The deal Trump and Abe signed on Wednesday will gradually reduce tariffs on US farm goods, Japanese machine tools and other products while staving off the imminent threat of higher US duties on Japanese autos — Tokyo’s biggest concern in the talks.
Under the deal, Japan will cut tariffs on US agricultural products, including beef, to around levels granted to signatories of the multilateral Comprehensive and Progressive Agreement for Trans-Pacific Partnership, also known as TPP-11, the deal that emerged after Trump walked away in 2017.
Ahead of next year’s US presidential election, those lower tariffs will help Trump soothe US farmers — a key electoral constituency — who have been hurting from the US-China trade war, even as they were still smarting from the loss of low-tariff prospects in the TPP.
“US farmers have been pretty hard hit by the US-China trade friction. How to ensure their profits is vital to (Trump’s) re-election strategy so it was important to quickly take some steps,” said Junichi Sugawara, a senior researcher at Mizuho Research Institute.
‘Level playing field’
Japan will permit lower import tariffs on 242,000 tons of US beef in fiscal 2020, with that quota rising to 293,000 tons in fiscal 2033. Japan imported 254,529 tons of US beef in the latest fiscal year through the end of March.
“Since beef imports are close to the safeguard level, it’s hard to think imports from America will rise rapidly,” Sugawara said. “A level playing field with (rival beef supplier) Australia has been ensured so profits will likely rise, but the amount will probably not rise so much.”

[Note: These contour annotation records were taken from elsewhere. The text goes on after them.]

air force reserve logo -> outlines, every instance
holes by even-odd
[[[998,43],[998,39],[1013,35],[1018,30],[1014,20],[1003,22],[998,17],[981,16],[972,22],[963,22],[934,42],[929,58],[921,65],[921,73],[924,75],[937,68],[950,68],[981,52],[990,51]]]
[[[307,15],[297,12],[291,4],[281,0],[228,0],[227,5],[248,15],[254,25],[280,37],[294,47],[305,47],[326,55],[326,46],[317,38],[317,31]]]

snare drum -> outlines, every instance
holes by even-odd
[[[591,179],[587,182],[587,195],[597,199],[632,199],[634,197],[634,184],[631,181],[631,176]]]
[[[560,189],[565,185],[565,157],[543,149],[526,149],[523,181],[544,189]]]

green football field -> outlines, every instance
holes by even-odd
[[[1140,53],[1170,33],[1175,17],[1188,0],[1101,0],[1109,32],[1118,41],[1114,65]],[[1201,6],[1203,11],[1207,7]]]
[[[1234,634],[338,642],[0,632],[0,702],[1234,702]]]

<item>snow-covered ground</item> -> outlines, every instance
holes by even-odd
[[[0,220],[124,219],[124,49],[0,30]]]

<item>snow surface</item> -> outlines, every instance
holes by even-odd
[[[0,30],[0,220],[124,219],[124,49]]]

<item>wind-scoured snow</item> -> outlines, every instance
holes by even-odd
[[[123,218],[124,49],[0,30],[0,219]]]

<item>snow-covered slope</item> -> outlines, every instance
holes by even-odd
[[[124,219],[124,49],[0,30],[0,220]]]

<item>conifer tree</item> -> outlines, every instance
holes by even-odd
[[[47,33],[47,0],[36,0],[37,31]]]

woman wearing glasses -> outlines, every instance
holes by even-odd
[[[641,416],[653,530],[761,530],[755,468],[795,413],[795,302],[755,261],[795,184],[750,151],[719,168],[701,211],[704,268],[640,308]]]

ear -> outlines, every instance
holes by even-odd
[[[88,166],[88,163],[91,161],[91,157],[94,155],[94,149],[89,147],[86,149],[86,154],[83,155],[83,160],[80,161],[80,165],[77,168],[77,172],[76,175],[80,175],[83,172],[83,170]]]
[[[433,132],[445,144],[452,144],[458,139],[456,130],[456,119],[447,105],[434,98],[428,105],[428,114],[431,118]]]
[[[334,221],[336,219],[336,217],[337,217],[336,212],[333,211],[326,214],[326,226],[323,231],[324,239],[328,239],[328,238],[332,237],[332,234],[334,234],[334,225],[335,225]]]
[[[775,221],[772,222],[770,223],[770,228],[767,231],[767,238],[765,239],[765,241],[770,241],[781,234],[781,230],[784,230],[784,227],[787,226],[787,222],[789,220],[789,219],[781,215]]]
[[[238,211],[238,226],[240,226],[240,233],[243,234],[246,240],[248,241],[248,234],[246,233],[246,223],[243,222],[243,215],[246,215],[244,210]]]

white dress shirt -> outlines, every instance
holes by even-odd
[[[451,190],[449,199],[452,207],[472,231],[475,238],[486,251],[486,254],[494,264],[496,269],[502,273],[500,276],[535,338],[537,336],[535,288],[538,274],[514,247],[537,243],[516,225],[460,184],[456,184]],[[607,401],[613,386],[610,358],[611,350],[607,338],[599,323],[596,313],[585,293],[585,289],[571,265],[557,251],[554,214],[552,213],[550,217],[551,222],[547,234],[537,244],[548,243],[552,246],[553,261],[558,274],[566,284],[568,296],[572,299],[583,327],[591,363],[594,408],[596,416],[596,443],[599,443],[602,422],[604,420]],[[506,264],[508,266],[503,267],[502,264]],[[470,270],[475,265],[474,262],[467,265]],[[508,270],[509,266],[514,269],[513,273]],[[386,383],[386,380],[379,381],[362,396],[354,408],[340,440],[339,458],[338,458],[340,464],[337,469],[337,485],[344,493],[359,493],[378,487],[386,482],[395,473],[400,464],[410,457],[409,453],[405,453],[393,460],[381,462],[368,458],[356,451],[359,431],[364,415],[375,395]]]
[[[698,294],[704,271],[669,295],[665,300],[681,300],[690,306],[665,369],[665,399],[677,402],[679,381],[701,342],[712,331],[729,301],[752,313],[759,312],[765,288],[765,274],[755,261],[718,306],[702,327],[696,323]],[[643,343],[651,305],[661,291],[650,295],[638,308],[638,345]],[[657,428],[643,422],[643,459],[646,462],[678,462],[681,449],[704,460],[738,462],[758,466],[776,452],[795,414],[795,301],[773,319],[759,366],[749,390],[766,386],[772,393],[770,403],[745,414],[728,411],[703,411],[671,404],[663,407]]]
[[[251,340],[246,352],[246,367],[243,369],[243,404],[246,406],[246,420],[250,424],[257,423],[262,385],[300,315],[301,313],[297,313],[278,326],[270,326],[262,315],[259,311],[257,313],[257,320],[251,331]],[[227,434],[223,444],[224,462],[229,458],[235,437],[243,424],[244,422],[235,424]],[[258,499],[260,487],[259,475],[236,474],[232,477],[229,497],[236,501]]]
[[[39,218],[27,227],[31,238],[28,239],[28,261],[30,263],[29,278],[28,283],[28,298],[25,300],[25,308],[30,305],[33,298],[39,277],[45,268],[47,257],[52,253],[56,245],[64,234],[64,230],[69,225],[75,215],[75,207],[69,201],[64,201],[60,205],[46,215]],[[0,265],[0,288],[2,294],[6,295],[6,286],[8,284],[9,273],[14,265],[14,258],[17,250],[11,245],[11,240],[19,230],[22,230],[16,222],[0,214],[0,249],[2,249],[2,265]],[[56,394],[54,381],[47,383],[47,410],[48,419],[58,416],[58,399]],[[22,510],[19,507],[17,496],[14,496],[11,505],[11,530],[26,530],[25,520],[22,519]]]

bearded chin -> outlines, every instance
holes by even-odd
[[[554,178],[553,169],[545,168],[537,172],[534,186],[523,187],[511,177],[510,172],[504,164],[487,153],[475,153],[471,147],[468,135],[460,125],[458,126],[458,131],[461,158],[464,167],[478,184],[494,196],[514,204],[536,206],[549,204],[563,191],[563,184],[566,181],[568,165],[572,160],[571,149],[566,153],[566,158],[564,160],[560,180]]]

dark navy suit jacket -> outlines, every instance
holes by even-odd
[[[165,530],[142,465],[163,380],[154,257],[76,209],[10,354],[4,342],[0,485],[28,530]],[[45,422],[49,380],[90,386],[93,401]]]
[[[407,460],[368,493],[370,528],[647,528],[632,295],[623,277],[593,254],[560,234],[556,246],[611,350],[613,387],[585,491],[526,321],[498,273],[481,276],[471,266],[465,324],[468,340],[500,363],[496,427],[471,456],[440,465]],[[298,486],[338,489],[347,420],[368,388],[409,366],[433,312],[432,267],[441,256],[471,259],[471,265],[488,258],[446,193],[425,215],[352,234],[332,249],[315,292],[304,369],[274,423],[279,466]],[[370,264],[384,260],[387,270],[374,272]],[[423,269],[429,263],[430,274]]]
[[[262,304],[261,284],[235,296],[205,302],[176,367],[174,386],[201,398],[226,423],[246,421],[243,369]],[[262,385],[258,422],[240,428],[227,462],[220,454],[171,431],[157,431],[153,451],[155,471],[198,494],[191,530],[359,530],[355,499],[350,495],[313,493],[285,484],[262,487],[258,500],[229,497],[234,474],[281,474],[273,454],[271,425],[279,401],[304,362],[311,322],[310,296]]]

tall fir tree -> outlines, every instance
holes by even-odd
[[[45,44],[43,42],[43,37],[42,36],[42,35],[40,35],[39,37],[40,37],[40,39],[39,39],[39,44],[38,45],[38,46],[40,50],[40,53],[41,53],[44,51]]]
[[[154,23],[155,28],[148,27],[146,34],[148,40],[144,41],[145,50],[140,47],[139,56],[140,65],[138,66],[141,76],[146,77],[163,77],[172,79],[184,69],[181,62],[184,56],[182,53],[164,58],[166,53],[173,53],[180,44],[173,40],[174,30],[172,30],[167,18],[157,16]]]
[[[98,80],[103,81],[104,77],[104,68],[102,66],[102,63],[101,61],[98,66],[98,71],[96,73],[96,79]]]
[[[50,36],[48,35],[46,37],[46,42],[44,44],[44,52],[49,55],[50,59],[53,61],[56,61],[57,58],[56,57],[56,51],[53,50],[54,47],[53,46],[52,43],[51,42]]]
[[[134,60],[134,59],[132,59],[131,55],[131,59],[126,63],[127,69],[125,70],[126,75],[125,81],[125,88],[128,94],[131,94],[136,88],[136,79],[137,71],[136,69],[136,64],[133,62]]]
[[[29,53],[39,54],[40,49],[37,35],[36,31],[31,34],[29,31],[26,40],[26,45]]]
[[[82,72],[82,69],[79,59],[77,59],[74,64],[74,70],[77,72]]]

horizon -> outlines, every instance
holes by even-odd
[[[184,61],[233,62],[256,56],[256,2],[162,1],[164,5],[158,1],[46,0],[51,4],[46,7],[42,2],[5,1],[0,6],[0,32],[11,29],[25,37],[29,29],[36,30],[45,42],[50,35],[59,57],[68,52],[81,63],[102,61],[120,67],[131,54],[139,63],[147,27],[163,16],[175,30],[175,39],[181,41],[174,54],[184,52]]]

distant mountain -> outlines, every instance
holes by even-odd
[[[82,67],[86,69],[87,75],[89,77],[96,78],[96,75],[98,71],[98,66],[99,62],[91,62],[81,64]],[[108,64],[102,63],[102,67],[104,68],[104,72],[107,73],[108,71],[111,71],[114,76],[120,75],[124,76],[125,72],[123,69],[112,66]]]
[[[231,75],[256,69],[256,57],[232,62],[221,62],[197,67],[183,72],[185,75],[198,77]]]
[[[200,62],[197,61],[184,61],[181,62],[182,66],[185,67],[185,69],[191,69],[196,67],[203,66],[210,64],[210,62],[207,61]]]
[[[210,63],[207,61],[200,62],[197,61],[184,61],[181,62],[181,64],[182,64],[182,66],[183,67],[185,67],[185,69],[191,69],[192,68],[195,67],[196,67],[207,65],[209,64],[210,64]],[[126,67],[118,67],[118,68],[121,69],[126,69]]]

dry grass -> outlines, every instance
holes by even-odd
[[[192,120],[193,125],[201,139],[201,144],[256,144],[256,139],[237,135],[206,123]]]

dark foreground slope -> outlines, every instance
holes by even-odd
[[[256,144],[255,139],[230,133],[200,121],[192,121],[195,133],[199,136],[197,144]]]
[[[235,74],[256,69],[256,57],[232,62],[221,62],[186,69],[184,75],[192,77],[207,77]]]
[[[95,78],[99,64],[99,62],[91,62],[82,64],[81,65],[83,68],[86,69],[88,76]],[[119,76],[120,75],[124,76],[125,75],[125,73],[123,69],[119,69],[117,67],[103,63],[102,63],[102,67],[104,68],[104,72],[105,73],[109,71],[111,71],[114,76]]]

Tariffs on US beef imports, currently 38.5 percent, will fall in stages to 9 percent by fiscal 2033. TPP-11 members — such as Australia — saw tariffs fall to 26.6 percent this year after the pact took effect in December 2018 and will see further decreases to 9 percent, also by fiscal 2033. “We think the tariff gap has slowed growth in Japan,” US Meat Export Federation spokesman Joe Schuele told Reuters by telephone. He added, though, that meat exports had “held up fairly well.”
Japan’s imports of US beef grew 10.3 percent in fiscal 2018/19 from the previous year, with their share of the market for imported beef remaining steady at about 41 percent. Imports from Australia, America’s main competitor, rose 4.1 percent while their market share dipped a bit, to 50 percent from 52.1 percent.
A Japanese farm ministry official said beef imports are affected by several factors, including exchange rates, price and customer preferences, not just tariffs.
Trump on Wednesday praised the overall US-Japan deal, which he said would open up Japanese markets to $7 billion worth of US products, as a “huge victory for America’s farmers, ranchers and growers.”
Some trade experts, however, saw it differently.
“The US can tell its farmers, who are in a pinch, that it won concessions from Japan,” said Takashi Imamura, a general manager at Marubeni Corp’s research institute. “But considering the scale of America, $7 billion is not such a big achievement.”